Opinión

Catalunya

Roberto Mansilla Blanco | 21 de septiembre de 2012

Causa zozobra en el Estado español el reciente pulso independentista catalán. La celebración de la Diada o Día Nacional de Catalunya el pasado 11 de septiembre (fecha de por sí histórica por diversos y trágicos acontecimientos) provocó una multitudinaria manifestación popular a favor de la independencia o, en todo caso, de una nueva relación entre Catalunya y España.
Las instituciones oficiales y la mayor parte de la prensa española siempre han manifestado un rechazo profundo hacia las manifestaciones autonomistas, secesionistas e independentistas. Por el contrario, las elites catalanas trabajan con noción de país (catalán, obviamente) pero muchas veces manejan equilibrios complejos con respecto a su relación con España.
No obstante, la coyuntura de crisis y recesión económica está asestando tensiones en los denominados “nacionalismos periféricos”, principalmente el catalán y vasco. La fiesta de la Diada no fue única y exclusivamente una reivindicación de fuerzas políticas sino una manifestación popular y ciudadana de un colectivo que defiende sus reivindicaciones históricas, su lengua y cultura, contra cualquier imposición exterior.
Para desacreditar, muchos medios españoles imponen la visión de que, en el centro del asunto está la intención del actual gobierno de la Generalitat catalana de reducir la presión fiscal desde Madrid. Un chantaje, dirían muchos sectores. Catalunya y Euskadi son las regiones más ricas dentro del Estado español, razón por la que la presión fiscal es mayor. Pero esa misma presión fiscal sirve, paradójicamente, de presión política desde todos los ángulos: desde los que quieren la independencia, desde los que defienden una mayor autonomía (un modelo Quebec, por ejemplo) y desde los que se afanan por preservar la “inviolabilidad” de España.
Esta historia de presiones y desconocimientos gravita seriamente bajo la peor crisis económica contemporánea, aunque las reivindicaciones catalanas siempre estuvieran presentes, con mayor o menor intensidad.
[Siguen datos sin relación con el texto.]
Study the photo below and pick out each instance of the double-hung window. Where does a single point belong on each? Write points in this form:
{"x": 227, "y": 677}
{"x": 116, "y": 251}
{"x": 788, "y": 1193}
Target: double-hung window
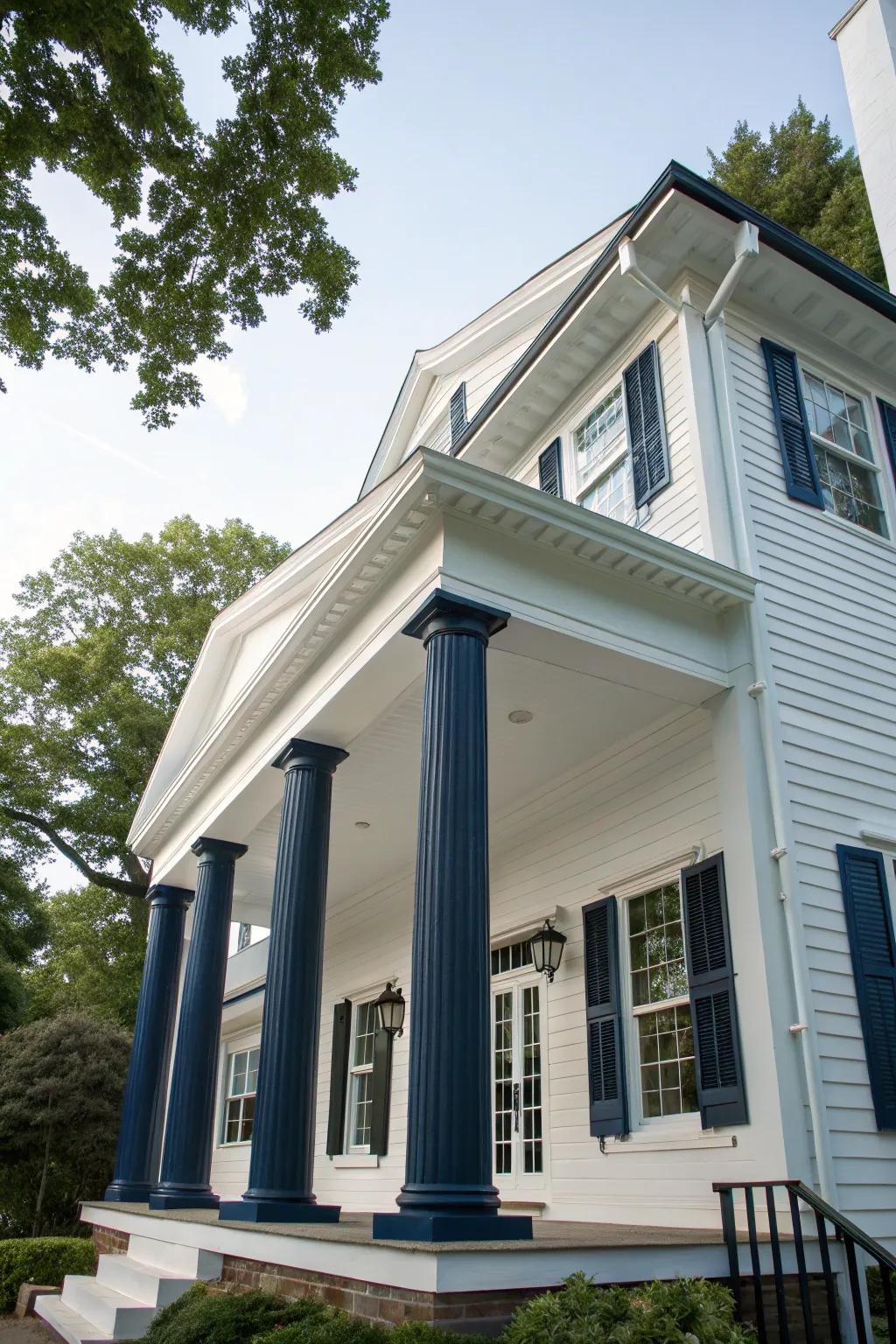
{"x": 602, "y": 458}
{"x": 844, "y": 458}
{"x": 660, "y": 1004}
{"x": 240, "y": 1101}
{"x": 360, "y": 1092}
El presidente de la Generalitat, Artur Mas, ya advirtió de un posible adelanto electoral en Catalunya para noviembre, con lo cual se presume que el tema independentista será la clave. Las otras nacionalidades históricas y periféricas, siendo estas Galicia y Euskadi, van a elecciones autonómicas el próximo 21 de octubre. Puede que la crisis, de alguna u otra forma, sirva como correa de transmisión de las reivindicaciones nacionalistas.